On his hudl.com film, Mercier’s size is already enough to make him stand out on the field, as he towers over everyone else on the field, including his own teammates. Mercier has been labeled as a weak-side defensive end but has shown to be quite versatile on the line. When he plays on the outside, he has shown a knack for getting into the backfield in a hurry, especially against the pass. As an edge rusher, Mercier is fast enough to run his way around the tackle and bully his way into the pocket for a sack or tackle for loss. His long arms allow him to grab ball carriers by the shoulder pads very easily, as he can reach over the lineman blocking him and still make a play.
When he plays on the inside of the line, Mercier’s strength and massive frame allow him to gain good control against opposing guards and centers. He can close running lanes quite effectively, and even when he is getting beat on the inside, his massive wingspan allows him to grab ball carriers and keep them from long gains.
One of Mercier’s more compelling attributes is his football IQ. Whether it is an option play, a play-action, or any other trick play, Mercier has a nose for the ball. His play-recognition ability is by far his best trait, as it not only helps Mercier in making plays, but it could help him in making adjustments for himself and his teammates pre-snap, making him a great leader for any defensive unit.
What is even better is his desire to play for Rutgers, as he has the Scarlet Knights listed in his top five college lists.
In an interview with NJ.com, Mercier said that “Rutgers is a pretty good school from what I am hearing. They have got a pretty good history from back in the days by a lot. I am pretty cool with coach Burnham, Coach Baker, Coach Boon and Coach Ash,” he told Nj.com “They are just doing a lot better this year and I see myself probably getting on the field early, maybe.”
Of course, Mercier, like any other college recruit, has room for improvement. While his size has been one of his greatest assets in the game, it is at times a weakness. As mentioned before, Mercier is bigger and stronger than everyone else on the field, with no one measuring past 6’1 or 6’2 on tape. This means that Mercier has not played against quality opponents that match up to him. We see him dominate undersized linemen and make easy plays. He is basically a grown man playing against kids, which might leave him unprepared and in for a big surprise when he faces off against actual quality Big Ten linemen.

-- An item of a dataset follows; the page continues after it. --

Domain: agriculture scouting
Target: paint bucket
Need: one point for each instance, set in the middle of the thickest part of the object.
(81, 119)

Mercier will need to continue improving when taking his first step, which is the difference maker at the point of contact between linemen. Mercier also seems to rely more on his strength and size to get through an O-line. He prefers out running pass blockers on the edge and bull-rushing interior lineman in order to win the battle.
Mercier’s footwork will also in need of some tweaking. While he has a good motor when he engages, his feet slow down as he goes. Against Big Ten lineman, Mercier will be at their mercy if he continues, making him susceptible to pancakes and double teams.
Overall, Mercier is a raw, natural defensive talent with great athleticism, strength, and speed. But if he hopes to stand out on any college roster (not just Rutgers), he will have to develop his technical skills and add more to his arsenal. Mercier is like a raw piece of clay; filled with so much potential, only needing a good hand (coach) to mold him into something great.